Sunday, May 18, 2008

Back to work

On May 5 we moved to Takoma Park, Md., a mile northeast of Washington, D.C. On May 6 I started a job with Southern Maryland News: As the Weekend Editor, I write, design and edit a regional weekend guide which runs on Fridays in the Maryland Independent, The Calvert Recorder and The Enterprise. It takes an hour to drive to my office in Waldorf.

My fitness, meanwhile, seems to be improving every week. My 5-mile tempo run on May 8 was done in 29:06. On May 17 I did the same workout in 28:40. I am starting to accrue some of the physiological adaptions that come with consistent weeks of good mileage with a couple hard workouts. 

While there is no one set program or philosophy for a runner to follow, the principals of long distance running should not exactly be likened to neuroscience. Frank Shorter had it right: put in a lot of mileage, go long on Sunday, run your guts out twice a week. There you have it, the basic foundation. The more tricky thing is to set it all up so you run your best in the races you want to peak for. A creative photographer might show you a photograph and tell you about the great lengths he or she went to capture it in a frame. But what if there is nothing particularly compelling about the image? What if the photograph is just not very good?

Training in Takoma Park can be less than ideal. The metropolitan D.C. area is extremely busy, and on weekday mornings the roads are clogged with commuters. The beautiful Sligo Creek bike trail is already like a treadmill for me, although I'm getting good at negotiating the street-crossings. 

One resource I have found is an asphalt track at the Takoma Park elementary school. I have been doing my tempo workouts there (and an 800 workout when I was short on time). A lot of people would probably think I'm crazy to do a 5-mile tempo around a track, but I think the monotony is a good mental exercise for the marathon. Tempo workouts are supposed to be slower than race pace but markedly faster than general training pace. I try to settle into an effort that is difficult yet contained; it gets hard toward the end but not quite as hard as a race.

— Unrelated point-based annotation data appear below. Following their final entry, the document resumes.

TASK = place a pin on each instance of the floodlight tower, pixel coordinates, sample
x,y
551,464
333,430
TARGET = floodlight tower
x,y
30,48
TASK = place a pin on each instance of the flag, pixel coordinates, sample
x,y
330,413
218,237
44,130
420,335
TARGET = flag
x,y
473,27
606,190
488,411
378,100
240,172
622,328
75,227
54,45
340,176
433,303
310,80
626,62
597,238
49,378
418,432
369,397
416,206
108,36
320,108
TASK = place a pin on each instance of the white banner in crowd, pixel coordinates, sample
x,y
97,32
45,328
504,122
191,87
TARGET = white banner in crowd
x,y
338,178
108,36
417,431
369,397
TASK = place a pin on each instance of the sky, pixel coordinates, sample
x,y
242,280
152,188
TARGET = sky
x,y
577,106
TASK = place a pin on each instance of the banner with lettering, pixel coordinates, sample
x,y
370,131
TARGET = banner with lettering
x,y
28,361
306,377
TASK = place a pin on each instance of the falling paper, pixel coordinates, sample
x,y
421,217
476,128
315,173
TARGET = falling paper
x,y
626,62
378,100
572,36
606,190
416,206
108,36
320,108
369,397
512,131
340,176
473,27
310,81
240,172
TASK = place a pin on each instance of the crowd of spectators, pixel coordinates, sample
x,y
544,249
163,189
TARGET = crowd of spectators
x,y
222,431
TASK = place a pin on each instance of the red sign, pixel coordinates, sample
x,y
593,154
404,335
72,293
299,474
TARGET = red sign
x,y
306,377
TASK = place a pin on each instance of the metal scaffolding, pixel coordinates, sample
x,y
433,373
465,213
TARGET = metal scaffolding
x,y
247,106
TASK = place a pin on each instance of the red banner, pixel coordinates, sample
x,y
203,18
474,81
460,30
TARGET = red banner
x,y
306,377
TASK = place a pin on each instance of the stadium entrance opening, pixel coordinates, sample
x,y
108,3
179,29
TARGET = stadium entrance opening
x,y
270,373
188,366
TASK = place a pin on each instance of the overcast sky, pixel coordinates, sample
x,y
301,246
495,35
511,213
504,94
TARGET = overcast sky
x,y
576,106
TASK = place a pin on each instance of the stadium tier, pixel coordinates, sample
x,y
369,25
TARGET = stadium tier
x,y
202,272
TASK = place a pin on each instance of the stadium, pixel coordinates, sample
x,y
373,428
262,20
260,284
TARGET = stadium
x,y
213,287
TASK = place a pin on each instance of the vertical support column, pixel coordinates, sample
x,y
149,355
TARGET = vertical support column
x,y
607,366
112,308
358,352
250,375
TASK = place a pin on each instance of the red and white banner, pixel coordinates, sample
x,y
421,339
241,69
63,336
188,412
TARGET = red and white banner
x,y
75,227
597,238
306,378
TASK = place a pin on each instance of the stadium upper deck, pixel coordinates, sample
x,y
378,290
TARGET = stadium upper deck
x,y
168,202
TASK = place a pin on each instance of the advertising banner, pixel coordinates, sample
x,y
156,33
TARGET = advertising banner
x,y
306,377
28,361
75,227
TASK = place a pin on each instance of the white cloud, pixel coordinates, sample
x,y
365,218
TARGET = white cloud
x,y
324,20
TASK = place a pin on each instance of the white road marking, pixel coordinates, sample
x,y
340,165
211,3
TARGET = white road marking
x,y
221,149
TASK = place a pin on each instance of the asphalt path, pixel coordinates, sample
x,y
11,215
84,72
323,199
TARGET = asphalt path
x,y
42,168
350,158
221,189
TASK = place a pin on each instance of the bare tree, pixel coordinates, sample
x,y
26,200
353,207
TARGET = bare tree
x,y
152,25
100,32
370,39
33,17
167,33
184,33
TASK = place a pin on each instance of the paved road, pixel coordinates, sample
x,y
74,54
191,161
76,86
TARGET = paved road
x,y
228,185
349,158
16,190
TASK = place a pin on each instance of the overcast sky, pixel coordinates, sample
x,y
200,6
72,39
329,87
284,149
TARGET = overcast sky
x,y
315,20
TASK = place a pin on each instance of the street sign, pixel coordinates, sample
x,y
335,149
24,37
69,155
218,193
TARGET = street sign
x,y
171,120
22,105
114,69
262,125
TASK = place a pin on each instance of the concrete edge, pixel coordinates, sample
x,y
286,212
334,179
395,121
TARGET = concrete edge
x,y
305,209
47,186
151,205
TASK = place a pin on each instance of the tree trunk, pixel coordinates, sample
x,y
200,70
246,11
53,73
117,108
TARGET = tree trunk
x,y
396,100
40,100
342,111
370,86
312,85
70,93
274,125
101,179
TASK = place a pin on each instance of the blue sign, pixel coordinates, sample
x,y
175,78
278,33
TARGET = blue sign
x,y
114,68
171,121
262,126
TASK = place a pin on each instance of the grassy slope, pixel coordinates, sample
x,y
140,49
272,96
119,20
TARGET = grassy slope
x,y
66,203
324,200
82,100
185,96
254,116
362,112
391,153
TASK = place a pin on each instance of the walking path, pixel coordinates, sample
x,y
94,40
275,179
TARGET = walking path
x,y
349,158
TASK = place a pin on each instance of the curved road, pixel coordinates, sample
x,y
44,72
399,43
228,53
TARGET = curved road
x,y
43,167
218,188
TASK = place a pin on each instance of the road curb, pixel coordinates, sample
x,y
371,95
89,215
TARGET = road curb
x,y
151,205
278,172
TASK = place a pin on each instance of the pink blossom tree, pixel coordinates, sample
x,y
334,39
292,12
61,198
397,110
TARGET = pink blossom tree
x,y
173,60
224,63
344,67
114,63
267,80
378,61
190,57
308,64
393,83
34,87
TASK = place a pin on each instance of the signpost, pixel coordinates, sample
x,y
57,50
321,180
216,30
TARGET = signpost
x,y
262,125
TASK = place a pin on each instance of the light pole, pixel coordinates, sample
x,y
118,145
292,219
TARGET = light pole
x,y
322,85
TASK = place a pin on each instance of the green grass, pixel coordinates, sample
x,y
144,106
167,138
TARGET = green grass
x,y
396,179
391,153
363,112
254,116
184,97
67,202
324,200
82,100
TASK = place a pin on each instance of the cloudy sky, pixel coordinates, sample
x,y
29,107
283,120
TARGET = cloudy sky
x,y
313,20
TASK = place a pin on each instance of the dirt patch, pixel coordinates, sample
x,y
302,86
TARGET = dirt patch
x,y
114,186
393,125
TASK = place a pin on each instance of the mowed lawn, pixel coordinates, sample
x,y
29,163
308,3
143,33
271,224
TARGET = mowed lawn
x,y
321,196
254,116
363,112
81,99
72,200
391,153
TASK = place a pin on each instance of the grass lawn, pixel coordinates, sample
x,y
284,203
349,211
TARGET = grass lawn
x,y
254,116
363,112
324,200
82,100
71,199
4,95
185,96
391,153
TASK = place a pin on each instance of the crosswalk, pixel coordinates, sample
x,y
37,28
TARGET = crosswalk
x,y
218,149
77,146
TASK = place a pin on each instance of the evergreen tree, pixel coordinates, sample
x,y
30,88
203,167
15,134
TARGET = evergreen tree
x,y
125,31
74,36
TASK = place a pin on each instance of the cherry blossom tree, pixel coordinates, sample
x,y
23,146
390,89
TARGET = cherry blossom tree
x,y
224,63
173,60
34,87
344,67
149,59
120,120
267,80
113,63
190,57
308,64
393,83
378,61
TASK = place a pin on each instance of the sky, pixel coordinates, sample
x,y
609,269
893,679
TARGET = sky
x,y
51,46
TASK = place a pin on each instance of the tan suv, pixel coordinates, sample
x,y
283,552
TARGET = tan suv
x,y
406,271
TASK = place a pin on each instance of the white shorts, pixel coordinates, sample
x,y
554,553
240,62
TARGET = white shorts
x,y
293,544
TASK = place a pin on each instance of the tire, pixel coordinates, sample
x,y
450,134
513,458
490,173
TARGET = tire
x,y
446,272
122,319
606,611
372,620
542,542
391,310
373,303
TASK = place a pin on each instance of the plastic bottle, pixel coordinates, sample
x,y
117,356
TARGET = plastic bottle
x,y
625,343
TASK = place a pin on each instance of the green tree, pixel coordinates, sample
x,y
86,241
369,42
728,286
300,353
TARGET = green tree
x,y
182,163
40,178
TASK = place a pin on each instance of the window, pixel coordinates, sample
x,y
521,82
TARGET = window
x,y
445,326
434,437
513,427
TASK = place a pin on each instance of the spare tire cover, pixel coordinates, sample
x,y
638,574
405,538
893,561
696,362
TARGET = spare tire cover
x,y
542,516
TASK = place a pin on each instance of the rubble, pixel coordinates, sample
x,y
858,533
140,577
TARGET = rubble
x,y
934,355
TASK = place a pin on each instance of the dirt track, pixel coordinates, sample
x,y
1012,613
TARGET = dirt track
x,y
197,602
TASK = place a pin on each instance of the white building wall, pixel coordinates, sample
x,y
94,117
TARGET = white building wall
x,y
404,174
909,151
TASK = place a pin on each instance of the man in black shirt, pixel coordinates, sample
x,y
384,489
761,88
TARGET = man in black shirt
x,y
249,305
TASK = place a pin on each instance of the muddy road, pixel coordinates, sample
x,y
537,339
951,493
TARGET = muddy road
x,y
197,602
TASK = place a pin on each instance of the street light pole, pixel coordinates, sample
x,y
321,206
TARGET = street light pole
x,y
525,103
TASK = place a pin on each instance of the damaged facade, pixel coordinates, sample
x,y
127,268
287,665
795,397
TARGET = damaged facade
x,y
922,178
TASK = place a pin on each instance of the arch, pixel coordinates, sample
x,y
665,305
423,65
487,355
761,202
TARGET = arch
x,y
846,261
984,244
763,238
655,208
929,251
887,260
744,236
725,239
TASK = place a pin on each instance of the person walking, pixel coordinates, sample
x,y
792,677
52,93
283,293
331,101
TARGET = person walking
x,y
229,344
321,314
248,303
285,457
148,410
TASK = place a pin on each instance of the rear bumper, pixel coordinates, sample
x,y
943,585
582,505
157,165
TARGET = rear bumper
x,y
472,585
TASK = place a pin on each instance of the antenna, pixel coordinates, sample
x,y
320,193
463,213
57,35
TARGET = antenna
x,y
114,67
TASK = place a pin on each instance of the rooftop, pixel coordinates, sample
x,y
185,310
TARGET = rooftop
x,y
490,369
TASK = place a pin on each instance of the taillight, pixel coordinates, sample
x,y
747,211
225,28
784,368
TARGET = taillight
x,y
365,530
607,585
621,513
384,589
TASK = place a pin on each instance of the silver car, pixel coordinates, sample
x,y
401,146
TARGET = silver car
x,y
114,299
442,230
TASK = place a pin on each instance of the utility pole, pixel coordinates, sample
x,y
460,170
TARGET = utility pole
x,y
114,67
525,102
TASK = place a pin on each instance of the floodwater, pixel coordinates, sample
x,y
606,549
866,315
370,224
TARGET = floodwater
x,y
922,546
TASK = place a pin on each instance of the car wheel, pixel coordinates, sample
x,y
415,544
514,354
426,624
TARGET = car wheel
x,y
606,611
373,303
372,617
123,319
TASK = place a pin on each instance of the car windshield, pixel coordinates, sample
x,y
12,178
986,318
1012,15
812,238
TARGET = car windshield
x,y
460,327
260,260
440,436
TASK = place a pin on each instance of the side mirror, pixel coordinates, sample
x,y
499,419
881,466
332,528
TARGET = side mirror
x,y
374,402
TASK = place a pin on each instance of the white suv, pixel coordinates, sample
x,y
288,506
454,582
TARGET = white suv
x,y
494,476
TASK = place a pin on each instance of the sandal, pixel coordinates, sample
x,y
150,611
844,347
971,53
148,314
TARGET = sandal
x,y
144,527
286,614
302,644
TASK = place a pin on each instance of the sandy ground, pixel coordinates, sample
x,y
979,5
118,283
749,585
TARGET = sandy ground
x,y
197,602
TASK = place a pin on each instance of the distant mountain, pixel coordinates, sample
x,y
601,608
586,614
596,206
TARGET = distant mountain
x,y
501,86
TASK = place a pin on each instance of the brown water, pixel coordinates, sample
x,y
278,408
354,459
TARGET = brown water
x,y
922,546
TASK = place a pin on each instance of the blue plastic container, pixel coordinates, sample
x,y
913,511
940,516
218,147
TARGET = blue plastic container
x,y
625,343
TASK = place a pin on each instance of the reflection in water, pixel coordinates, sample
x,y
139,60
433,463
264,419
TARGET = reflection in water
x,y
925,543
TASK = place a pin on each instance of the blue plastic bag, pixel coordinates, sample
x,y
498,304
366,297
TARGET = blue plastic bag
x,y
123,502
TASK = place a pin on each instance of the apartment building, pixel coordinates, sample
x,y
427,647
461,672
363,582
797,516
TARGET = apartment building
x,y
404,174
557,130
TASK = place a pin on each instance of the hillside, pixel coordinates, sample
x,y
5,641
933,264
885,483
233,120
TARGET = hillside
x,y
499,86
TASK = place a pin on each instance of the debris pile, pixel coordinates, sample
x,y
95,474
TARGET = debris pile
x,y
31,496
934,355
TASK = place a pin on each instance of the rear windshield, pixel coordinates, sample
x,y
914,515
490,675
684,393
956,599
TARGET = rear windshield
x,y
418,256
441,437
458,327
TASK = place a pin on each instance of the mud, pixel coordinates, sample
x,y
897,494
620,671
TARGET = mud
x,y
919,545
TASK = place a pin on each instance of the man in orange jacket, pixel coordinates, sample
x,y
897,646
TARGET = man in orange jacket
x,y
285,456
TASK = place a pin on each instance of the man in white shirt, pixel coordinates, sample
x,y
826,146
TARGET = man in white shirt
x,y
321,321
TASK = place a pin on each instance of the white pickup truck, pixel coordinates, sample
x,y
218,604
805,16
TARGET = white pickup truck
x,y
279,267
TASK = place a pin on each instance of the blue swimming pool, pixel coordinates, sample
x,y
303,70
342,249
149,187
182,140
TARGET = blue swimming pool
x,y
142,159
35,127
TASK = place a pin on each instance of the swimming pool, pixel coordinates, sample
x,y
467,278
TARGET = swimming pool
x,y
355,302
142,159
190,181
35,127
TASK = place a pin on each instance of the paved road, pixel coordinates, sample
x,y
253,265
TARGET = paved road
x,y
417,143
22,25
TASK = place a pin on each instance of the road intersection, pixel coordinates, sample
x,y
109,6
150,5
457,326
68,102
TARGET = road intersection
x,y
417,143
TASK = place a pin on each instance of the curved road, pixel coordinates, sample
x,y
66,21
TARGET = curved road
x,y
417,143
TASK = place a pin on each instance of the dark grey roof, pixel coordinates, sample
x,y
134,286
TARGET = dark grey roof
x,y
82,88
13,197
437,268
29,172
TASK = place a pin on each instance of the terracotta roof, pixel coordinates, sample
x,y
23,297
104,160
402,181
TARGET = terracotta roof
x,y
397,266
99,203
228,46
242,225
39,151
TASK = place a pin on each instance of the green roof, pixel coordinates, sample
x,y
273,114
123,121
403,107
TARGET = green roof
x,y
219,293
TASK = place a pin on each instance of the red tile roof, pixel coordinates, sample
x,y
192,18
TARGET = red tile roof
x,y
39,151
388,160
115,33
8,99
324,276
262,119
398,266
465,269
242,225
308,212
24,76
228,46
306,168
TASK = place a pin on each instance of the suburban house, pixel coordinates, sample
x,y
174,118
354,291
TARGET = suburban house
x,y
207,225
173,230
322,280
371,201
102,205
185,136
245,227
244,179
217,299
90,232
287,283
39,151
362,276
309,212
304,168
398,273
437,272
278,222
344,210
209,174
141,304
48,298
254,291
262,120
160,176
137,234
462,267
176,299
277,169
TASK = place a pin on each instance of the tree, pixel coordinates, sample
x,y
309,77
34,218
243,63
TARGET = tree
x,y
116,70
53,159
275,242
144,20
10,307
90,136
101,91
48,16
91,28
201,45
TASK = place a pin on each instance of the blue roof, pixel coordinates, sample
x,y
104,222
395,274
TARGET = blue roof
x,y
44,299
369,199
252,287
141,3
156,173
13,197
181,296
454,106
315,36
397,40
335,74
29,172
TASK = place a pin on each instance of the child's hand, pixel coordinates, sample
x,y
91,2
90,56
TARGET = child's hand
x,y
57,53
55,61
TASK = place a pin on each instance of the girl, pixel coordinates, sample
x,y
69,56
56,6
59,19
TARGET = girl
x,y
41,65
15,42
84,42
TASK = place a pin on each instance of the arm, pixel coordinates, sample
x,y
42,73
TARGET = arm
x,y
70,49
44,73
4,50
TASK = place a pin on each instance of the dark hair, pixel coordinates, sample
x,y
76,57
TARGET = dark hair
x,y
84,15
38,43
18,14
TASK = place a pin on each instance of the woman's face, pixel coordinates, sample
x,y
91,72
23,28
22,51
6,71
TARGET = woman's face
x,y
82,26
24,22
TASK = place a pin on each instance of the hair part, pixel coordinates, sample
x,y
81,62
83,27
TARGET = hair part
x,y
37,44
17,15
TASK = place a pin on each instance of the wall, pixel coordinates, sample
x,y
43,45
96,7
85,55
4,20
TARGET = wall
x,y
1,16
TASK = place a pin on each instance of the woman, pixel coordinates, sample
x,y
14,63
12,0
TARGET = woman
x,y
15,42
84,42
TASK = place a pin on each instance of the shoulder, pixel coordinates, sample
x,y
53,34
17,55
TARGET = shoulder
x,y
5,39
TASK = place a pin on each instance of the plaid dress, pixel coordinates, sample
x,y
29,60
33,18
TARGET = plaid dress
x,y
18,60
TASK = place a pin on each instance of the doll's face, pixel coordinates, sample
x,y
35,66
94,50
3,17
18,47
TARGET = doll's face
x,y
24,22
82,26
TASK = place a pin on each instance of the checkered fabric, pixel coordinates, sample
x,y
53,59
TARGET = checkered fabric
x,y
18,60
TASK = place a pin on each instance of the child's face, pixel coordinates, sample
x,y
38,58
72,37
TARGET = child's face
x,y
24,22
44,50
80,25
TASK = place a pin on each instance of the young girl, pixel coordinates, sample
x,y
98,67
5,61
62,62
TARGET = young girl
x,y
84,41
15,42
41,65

All in all, my training the past two weeks went on with few interruptions, save the inability to double-up some days -- due to work assignments at night -- when 6 in the morning and 6 at night could have provided more recovery than a 10- or 12-miler (especially when you end up getting lost and winding up in downtown D.C. and a crossing guard tells you to take a left on South Dakota and then a right at the "chicken place").

May 5-11
Monday - 10
Tuesday - 9
Wednesday - 11 - 3 warmup, 5-mile tempo in 29:06 on track (5:55, 5:53, 5:51, 5:44, 5:41), 3 cooldown
Thurday - 15 - intended to go 12
Friday - 9 in pouring rain
Saturday - 10 - 6 by 800 with lap jog rest, 4 by 150. 2:35 avg. for 800s. Wore training shoes.
Sunday - 16 in cold hard rain
Total - 80

May 12-18
Monday - 10
Tuesday - 10, ice bath
Wednesday - 10 with 7 by 2 minutes hard, two minutes easy; 5 by 30 seconds hard, 30 seconds easy
Thursday - AM 8 PM 6
Friday - 10
Saturday - 10 - 3 warmup, 5-mile tempo in 28:40 (5:38, 5:34, 5:41, 5:50, 5:55), 4 by 150 meters
Sunday - 16
Total 80

I will race the Spring Lake 5 on May 24.